A Blog About Current Issues in White Collar Defense
‘Tis the Season of Giving: Supreme Court Expands Insider Trading Liability to Recipients of “Gift” Stock Tips
Just in time for the holiday season, the Supreme Court has ruled that gift-giving is truly its own reward. But far from embodying the spirit of generosity that typically goes with that saying, the Court has ruled that the warm feeling one gets from giving to others can give rise to criminal insider trading liability. This ruling will extend insider trading liability for the recipients of tips, who were previously thought to be protected where they obtained information from an insider that was not the result of a quid pro quo exchange.
The case, Salman v. United States, dealt with a defendant who had received tips second-hand from a friend, Michael Kara, whose brother Maher was a trader at Citigroup. Maher had initially turned to his brother for help understanding technical issues he encountered in his job but, eventually, began to share inside information with Maher with knowledge that Maher intended to trade on it. Unknown to Maher, Michael shared some of these tips with his own friends, including Bassam Salman. After making a significant amount of money trading on those tips, Salman was charged with insider trading and convicted following a jury trial.

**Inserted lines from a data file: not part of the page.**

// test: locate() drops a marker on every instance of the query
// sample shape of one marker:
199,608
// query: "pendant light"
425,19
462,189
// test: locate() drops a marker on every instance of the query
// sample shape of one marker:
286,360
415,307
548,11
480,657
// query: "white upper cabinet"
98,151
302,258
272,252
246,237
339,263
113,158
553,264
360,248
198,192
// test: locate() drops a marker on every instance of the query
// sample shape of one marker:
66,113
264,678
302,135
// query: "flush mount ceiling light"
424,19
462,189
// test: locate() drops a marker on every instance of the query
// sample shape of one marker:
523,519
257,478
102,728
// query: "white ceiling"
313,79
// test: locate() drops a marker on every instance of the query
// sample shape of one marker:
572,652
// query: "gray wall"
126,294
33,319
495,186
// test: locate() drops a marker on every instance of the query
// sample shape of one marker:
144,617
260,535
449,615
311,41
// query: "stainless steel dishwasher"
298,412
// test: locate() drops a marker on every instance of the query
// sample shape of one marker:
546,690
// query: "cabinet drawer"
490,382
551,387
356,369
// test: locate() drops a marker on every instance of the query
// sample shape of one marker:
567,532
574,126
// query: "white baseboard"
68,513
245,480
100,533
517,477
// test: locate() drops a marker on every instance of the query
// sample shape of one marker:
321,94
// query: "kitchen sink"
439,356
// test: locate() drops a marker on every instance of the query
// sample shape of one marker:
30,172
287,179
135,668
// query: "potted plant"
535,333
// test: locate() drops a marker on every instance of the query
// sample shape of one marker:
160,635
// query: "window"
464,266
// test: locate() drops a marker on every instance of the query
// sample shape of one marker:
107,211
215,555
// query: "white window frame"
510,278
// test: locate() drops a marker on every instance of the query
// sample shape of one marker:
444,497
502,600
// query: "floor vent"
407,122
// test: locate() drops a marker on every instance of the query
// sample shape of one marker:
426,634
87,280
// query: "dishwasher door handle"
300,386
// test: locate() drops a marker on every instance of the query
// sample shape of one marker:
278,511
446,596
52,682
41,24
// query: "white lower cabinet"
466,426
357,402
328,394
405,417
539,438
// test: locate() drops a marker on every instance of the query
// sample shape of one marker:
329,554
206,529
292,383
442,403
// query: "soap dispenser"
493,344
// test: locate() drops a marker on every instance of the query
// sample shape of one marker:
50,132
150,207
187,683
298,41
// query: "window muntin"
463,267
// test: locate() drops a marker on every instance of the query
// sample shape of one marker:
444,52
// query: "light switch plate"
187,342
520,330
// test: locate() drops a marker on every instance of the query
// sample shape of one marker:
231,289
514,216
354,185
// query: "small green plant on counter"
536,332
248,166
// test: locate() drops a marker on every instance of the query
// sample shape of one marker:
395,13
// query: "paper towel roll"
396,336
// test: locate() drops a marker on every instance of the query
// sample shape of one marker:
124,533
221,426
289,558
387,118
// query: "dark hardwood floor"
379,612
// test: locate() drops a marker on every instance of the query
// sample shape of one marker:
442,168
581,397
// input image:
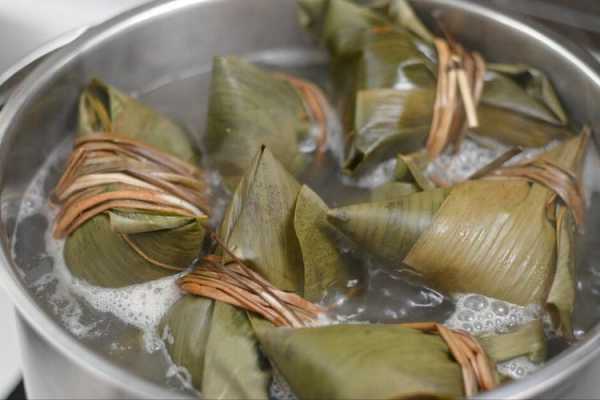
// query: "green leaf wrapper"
494,236
97,251
363,362
385,69
249,108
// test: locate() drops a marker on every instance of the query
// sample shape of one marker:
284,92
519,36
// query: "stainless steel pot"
168,41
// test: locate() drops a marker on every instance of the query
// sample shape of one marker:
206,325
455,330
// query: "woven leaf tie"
459,87
316,105
477,370
235,283
106,172
562,182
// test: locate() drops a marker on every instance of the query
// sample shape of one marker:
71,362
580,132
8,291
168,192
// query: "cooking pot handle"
12,77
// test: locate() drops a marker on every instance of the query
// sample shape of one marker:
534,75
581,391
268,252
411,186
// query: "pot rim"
553,373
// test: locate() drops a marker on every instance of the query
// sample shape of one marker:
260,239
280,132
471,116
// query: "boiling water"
121,324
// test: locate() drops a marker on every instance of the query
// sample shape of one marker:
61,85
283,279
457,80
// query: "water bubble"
466,315
500,308
476,302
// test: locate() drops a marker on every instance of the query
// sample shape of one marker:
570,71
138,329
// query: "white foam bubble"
479,315
141,306
474,155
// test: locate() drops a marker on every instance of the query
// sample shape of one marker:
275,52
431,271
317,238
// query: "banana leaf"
269,224
497,237
215,343
389,229
248,108
519,106
258,224
362,362
101,251
527,340
103,108
324,265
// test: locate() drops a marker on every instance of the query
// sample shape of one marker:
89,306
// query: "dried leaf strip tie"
316,104
107,172
459,88
234,283
561,181
477,370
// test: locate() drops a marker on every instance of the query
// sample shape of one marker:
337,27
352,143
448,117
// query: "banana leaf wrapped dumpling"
504,237
282,257
270,199
250,107
390,75
132,204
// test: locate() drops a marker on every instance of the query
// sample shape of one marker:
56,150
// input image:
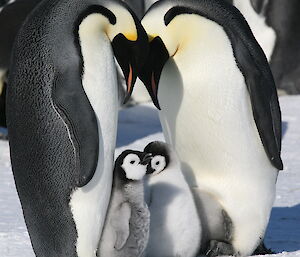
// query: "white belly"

Under a major 2014 ruling from a federal court in New York, Michael and Salman would have been protected from liability because they did not buy any stock tips from Maher or give him a share of their gains. That 2014 case, United States v. Newman, emphasized the legal requirement that an insider receive a “personal benefit” from the recipient of a tip before the tippee could be charged with insider trading. This requirement offered powerful protections for innocent parties who traded on tips they received without doing anything wrong.
But the Supreme Court ruled today that the personal gratification that a tipper enjoys when giving free information as a gift to a friend or relative is enough of a “personal benefit” to satisfy insider trading laws. This all but does away with the personal benefit requirement, since it presumes that an insider benefits even when he receives nothing for information that he shares with another.
At one level, this may seem to make sense on the facts of Salman’s case. One of the Court’s concerns was that a free stock tip may be no different from an insider trading on his own behalf and then giving the money away. And that concern applied with particular force to Maher and Michael, since on one occasion Maher actually offered his brother money but was asked to give him inside information instead.
But the Court easily could have ruled narrowly on that basis; it did not. Instead, by ruling that “the benefit one would obtain from simply making a gift of confidential information to a trading relative” is sufficient to satisfy insider trading laws, it has essentially removed one of the key limitations to the scope of insider trading laws, allowing for even an unthinking tip to a friend or relative to be the basis for criminal prosecution. And although the Court left open the possibility that some gifts may not be meaningful enough to give rise to criminal liability, the breadth of today’s ruling suggests that exception is likely to be both small and difficult to prove.
That means that we should all be particularly careful as we get together with our families this December, particularly if a relative in the finance industry—or, indeed, in the corporate sector at all—offers up a stock tip at a family gathering. Because the joy of giving can now lead to criminal exposure for the whole family.